Client Talking Points
Epic #Quad4 Deflation (commonly called a crash) continues with WTI down another -3% to $54.25/barrel this morning taking the crash to -49.5%, since June and our refreshed risk range to 53.27-61.15 #LowerLows.
Mainstream media is figuring out that Russia has been crashing (for months) – that’s helpful; Russia’s panic move (raising rates another +650 basis points) was not – this is how central planning expectations end, abruptly – Russia’s stock market -6.8% this morning to -51.6% year-to-date (Argentina was -8.8% yesterday; Saudi stocks -7.9% this morning).
Don’t forget that A) volatility in FX, Fixed Inc, Equity, etc. is coming off all-time lows (July) and that B) panic in FX policy perpetuates the volatility accelerating in Global Macro trading; Yen rips to immediate-term overbought this morning and Nikkei loses another -2% (-3.6% in 2 days) in kind.
|FIXED INCOME||32%||INTL CURRENCIES||6%|
Top Long Ideas
The Vanguard Extended Duration Treasury (EDV) is an extended duration ETF (20-30yr). U.S. real GDP growth is unlikely to come in anywhere in the area code of consensus projections of 3-plus percent.
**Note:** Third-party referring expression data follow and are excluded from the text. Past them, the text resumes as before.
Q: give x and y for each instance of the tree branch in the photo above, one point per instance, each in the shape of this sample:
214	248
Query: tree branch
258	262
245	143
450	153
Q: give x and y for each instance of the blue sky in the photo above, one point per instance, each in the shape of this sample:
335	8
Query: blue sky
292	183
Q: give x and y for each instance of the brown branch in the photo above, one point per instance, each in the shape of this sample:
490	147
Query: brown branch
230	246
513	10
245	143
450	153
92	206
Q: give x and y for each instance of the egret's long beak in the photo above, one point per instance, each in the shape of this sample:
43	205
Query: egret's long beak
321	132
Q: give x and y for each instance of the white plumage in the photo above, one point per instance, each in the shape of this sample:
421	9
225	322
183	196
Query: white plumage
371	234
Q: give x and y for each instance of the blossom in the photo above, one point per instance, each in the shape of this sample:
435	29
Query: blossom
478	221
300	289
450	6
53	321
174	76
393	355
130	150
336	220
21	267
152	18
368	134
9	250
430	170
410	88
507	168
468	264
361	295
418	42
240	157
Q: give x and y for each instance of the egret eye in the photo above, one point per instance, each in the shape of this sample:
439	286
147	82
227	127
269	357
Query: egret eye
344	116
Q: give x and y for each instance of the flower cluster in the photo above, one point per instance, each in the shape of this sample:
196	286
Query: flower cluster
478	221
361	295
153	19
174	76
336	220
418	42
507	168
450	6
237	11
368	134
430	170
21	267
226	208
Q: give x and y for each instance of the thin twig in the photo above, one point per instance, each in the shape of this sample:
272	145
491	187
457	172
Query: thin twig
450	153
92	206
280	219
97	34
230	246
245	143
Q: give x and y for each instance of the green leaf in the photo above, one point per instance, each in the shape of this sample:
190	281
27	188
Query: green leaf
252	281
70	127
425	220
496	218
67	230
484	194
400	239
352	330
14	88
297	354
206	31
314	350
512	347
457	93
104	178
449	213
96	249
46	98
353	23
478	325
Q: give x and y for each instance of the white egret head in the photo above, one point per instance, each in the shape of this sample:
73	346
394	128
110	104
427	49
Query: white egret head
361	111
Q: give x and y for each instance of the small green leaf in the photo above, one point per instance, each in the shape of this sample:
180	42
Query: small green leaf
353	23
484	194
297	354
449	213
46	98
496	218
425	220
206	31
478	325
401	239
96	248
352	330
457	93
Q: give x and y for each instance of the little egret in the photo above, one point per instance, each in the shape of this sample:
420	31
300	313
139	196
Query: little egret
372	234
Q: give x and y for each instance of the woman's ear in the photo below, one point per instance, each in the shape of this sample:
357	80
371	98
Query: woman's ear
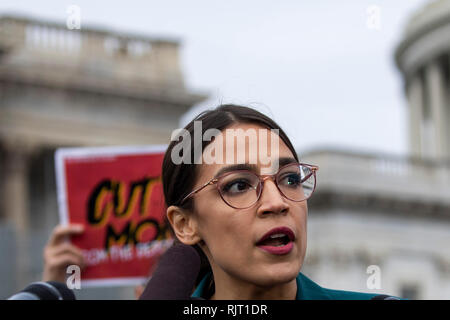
184	225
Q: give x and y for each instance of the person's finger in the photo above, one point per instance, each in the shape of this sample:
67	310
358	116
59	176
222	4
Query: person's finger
52	254
60	232
61	262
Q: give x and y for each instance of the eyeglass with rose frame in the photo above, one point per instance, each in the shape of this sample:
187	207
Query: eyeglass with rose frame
295	182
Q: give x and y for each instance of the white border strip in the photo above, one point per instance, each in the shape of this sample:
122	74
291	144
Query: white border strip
114	282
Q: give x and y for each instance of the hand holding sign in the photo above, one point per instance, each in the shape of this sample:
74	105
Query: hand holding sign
59	253
116	194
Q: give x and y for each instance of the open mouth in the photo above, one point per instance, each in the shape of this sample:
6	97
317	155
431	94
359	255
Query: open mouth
277	241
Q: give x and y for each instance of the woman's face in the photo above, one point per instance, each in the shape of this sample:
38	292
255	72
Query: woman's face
232	236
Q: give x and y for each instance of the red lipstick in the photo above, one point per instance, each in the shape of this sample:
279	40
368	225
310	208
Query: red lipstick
278	241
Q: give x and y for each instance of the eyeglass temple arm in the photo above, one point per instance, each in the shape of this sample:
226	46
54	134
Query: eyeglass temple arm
198	189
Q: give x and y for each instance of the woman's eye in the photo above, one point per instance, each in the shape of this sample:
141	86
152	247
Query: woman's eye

And it is becoming clear to us that market participants are interpreting the Fed’s dovish shift as signaling cause for concern with respect to the growth outlook. We remain on other side of Consensus Macro positions (bearish on Oil, bullish on Treasuries, bearish on SPX) and still have high conviction in our biggest macro call of 2014 - that U.S. growth would slow and bond yields fall in kind.
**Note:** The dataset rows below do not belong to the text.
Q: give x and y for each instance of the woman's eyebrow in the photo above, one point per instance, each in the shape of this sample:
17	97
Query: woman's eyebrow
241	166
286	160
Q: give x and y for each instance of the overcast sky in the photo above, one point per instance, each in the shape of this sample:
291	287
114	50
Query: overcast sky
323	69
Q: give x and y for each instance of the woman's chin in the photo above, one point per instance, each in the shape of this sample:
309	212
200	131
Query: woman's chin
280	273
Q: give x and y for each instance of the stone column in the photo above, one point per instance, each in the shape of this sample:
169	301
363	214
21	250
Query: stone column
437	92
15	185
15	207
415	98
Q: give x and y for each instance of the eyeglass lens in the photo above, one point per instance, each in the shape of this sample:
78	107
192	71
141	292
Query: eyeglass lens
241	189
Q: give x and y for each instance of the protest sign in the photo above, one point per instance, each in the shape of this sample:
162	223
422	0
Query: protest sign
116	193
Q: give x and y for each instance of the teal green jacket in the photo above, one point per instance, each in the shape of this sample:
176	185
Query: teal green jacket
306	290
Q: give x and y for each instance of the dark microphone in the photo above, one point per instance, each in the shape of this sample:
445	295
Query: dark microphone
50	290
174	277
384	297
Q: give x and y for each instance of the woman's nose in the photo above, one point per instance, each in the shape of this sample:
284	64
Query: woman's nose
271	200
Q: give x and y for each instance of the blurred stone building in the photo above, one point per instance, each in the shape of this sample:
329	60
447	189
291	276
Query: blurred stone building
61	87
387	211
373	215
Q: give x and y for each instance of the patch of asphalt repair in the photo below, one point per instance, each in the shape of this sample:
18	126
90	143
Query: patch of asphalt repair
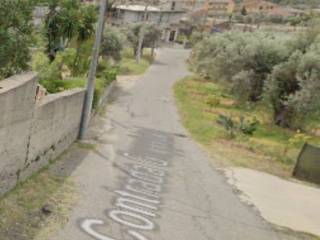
138	201
145	180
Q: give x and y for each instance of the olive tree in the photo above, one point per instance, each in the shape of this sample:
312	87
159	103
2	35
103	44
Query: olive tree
293	88
67	20
15	36
112	43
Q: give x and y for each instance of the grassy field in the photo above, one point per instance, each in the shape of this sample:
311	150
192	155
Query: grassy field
41	205
129	66
270	148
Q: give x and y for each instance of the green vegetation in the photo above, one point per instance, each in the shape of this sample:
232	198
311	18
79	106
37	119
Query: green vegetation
281	71
40	205
254	96
68	20
250	140
152	35
15	36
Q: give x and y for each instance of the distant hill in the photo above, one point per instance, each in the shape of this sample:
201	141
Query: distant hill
295	3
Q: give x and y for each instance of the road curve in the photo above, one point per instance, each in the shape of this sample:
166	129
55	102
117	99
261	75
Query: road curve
147	180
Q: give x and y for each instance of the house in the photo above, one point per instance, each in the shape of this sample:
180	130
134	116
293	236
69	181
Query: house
167	19
269	8
220	7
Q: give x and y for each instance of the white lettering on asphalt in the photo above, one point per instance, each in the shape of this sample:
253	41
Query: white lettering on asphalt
139	202
89	223
148	189
126	203
117	215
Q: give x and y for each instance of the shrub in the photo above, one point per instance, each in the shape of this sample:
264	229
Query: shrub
213	101
228	123
292	88
240	60
112	43
15	36
248	127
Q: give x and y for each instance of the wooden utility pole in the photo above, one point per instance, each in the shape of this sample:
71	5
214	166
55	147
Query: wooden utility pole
87	106
141	33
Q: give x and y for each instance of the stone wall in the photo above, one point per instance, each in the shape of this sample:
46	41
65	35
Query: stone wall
31	134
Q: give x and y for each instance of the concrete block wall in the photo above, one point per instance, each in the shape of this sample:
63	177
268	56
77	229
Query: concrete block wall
17	99
31	134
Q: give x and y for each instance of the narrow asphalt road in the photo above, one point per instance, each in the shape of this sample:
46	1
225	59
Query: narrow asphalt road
146	180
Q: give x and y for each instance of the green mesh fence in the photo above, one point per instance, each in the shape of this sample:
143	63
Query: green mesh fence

We continue to think long-term interest rates are headed in the direction of both reported growth and growth expectations – i.e. lower. In light of that, we encourage you to remain long of the long bond. The performance divergence between Treasuries, stocks and commodities should continue to widen over the next two to three months. As it’s done for multiple generations, the 10Y Treasury Yield continues to track the slope of domestic economic growth like a glove. We certainly hope you had the Long Bond (TLT) on versus the Russell 2000 (short side) as the performance divergence in being long #GrowthSlowing hit its widest for 2014 YTD (ex-reinvesting interest).
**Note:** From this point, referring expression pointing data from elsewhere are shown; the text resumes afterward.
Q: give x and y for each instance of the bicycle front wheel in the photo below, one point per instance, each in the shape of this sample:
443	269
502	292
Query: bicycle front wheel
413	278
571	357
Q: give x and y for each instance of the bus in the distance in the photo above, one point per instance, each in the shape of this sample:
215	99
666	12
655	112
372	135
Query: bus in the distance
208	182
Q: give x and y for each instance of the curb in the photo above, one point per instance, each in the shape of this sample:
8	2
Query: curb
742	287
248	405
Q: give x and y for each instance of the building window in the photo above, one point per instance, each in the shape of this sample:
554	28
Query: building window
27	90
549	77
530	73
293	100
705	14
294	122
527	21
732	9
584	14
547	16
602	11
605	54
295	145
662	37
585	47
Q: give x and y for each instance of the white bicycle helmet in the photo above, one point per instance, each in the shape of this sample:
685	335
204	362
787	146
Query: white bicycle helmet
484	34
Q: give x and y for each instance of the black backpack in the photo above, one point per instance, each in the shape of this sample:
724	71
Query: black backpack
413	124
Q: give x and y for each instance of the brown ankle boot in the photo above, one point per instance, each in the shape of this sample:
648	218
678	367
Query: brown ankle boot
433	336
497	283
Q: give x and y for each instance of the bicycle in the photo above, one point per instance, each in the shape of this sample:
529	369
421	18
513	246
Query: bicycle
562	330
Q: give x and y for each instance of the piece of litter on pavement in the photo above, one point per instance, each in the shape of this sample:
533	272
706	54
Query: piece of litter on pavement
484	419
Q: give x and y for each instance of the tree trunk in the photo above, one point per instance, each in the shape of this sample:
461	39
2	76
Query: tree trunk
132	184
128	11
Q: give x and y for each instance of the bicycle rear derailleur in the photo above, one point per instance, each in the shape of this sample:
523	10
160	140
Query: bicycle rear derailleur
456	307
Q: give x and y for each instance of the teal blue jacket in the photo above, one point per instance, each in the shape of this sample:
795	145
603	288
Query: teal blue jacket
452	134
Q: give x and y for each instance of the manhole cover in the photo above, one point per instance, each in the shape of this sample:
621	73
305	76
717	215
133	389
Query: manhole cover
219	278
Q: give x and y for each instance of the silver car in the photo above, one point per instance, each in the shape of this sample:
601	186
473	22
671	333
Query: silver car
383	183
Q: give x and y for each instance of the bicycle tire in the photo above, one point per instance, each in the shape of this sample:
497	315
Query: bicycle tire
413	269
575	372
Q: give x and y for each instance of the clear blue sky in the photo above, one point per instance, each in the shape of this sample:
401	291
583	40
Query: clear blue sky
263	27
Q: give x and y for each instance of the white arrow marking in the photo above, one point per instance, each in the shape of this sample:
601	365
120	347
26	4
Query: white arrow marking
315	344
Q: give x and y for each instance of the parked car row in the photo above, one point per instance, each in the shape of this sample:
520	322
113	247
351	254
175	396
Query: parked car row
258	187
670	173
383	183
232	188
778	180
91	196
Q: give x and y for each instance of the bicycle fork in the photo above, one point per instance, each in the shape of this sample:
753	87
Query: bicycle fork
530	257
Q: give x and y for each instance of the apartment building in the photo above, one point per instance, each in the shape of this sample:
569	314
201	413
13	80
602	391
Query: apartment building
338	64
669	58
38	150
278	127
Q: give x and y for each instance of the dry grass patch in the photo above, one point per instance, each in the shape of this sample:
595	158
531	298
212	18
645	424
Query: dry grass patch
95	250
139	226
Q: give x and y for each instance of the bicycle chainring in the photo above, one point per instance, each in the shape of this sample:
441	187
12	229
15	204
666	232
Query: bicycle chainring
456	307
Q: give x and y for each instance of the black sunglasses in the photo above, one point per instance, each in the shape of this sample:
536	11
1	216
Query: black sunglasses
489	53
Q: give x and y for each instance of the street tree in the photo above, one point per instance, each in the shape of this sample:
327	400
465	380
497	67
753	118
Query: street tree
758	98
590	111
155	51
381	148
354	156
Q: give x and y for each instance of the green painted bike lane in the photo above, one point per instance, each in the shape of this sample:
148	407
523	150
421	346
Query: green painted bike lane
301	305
The U.S. is in Quad #4 on our GIP (Growth/Inflation/Policy) model, which suggests that both economic growth and reported inflation are slowing domestically. As far as the eye can see in a falling interest rate environment, we think you should increase your exposure to slow-growth, yield-chasing trade and remain long of defensive assets like long-term treasuries and Consumer Staples (XLP) – which work decidedly better than Utilities in Quad #4. Consumer Staples is as good as any place to hide as the world clamors for low-beta-big-cap-liquidity.
Three for the Road
TWEET OF THE DAY
$LINE $LNCO Investor Relations (per BBRG News): “The volatility in commodity prices is making it more difficult to put together a budget.”
QUOTE OF THE DAY
Goals live on the other side of obstacles and challenges. Be relentless in pursuit of those goals, especially in the face of obstacles. Along the way, make no excuses and place no blame.
STAT OF THE DAY
The Norwegian krone has fallen to 0.993 per Swedish krone, the lowest since 1992 and below parity for the first time since 2000.